Meet my lunch, every day until tomato season is over. I'm not sure if this is a regional thing, but I have been obsessed with "true tomato" sandwiches for as long as I can remember. And when I say "true tomato" sandwiches, what I mean is tomatoes in-season — so they actually taste like tomatoes!
Tomatoes are a touchy subject with me. I refuse to buy them out of season, no matter how "faux good" they look. Honestly, what's the point? They taste and smell like bland, damp cardboard with a touch of floor grit. And even if you are the kind of person who does buy them out-of-season (I forgive you; I can't be mad that you're buying produce), with a summer tomato you really appreciate the elements that weren't there during the winter.
It's sliced sunshine.
I can wax poetic about this sphere of wonder all day, but, long story short, a sun-ripened tomato sandwich is my life.

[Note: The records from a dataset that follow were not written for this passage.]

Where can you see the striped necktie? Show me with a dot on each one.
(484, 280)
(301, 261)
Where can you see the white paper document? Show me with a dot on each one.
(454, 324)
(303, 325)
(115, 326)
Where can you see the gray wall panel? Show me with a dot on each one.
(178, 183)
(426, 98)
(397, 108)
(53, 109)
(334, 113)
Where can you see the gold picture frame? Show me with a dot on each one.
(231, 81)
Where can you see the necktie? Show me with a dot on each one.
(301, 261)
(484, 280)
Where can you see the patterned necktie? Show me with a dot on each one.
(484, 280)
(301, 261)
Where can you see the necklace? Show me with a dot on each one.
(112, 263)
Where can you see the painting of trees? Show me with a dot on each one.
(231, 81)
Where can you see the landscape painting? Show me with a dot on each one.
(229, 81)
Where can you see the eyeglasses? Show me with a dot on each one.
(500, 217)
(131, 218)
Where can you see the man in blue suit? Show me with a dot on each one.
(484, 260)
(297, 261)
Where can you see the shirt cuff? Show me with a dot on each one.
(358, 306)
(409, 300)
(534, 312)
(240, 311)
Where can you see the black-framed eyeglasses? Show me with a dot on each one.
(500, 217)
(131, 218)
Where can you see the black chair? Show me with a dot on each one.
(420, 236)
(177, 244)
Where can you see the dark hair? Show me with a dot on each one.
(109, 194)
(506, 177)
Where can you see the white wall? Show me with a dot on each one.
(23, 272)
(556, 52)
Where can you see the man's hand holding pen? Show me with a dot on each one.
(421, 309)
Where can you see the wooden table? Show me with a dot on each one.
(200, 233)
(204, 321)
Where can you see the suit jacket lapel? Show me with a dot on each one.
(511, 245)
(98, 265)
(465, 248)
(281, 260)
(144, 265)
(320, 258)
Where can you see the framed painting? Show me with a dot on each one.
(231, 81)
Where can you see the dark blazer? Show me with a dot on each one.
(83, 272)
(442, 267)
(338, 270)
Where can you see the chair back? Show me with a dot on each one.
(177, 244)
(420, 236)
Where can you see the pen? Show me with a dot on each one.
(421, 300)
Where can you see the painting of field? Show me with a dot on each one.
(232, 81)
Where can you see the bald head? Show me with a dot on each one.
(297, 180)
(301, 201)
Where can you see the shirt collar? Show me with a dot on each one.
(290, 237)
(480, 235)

And this is how I do a Carlene Version:
- open-faced (because it's not about the bread)
- toasted (for a crisp element)
- sea salt (to bring out the essence of the tomato)
- and a mixture of small greens (I don't want crisp iceberg or romaine).

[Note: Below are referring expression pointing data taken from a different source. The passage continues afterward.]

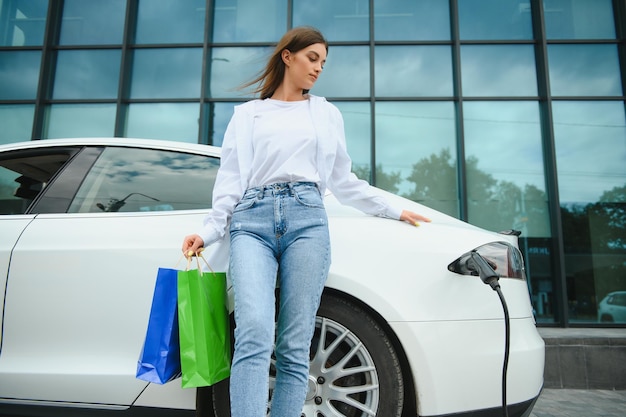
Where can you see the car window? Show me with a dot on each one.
(25, 174)
(137, 179)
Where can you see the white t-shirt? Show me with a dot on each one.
(284, 143)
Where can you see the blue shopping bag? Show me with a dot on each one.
(159, 361)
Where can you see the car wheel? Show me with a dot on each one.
(354, 368)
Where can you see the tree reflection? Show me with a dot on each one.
(594, 233)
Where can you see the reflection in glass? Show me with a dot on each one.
(421, 71)
(166, 73)
(23, 22)
(592, 189)
(416, 152)
(232, 67)
(169, 121)
(143, 180)
(238, 20)
(498, 70)
(19, 74)
(346, 73)
(357, 119)
(87, 74)
(579, 19)
(170, 21)
(504, 167)
(506, 186)
(217, 117)
(79, 120)
(427, 20)
(345, 20)
(575, 70)
(16, 121)
(495, 19)
(92, 22)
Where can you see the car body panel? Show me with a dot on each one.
(10, 230)
(81, 343)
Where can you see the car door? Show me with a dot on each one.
(81, 280)
(24, 174)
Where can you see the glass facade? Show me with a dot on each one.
(508, 114)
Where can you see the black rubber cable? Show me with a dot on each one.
(507, 346)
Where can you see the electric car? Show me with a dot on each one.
(612, 308)
(406, 326)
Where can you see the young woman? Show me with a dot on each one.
(280, 153)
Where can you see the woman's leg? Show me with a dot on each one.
(303, 270)
(253, 269)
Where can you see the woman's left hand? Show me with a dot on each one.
(413, 218)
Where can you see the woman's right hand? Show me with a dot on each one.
(192, 244)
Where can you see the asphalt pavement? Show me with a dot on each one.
(580, 403)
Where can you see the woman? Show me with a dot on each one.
(280, 153)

There's an art to a tomato sandwich, clearly.
1 slice whole wheat bread
1 small, in-season tomato, sliced
1/2 Tbsp. mayo (Tip: Use the real stuff…seriously)
- (This should be fairly obvious, but just in case) Toast the bread.
- Add mayo and sliced tomatoes to cover the entire piece of bread.
- Top with a sprinkle of sea salt and a handful of mixed greens.
The cherry on top of a tomato sandwich is the fact that it's a beauty food: whole grains, mixed greens and the tomato are foods to love.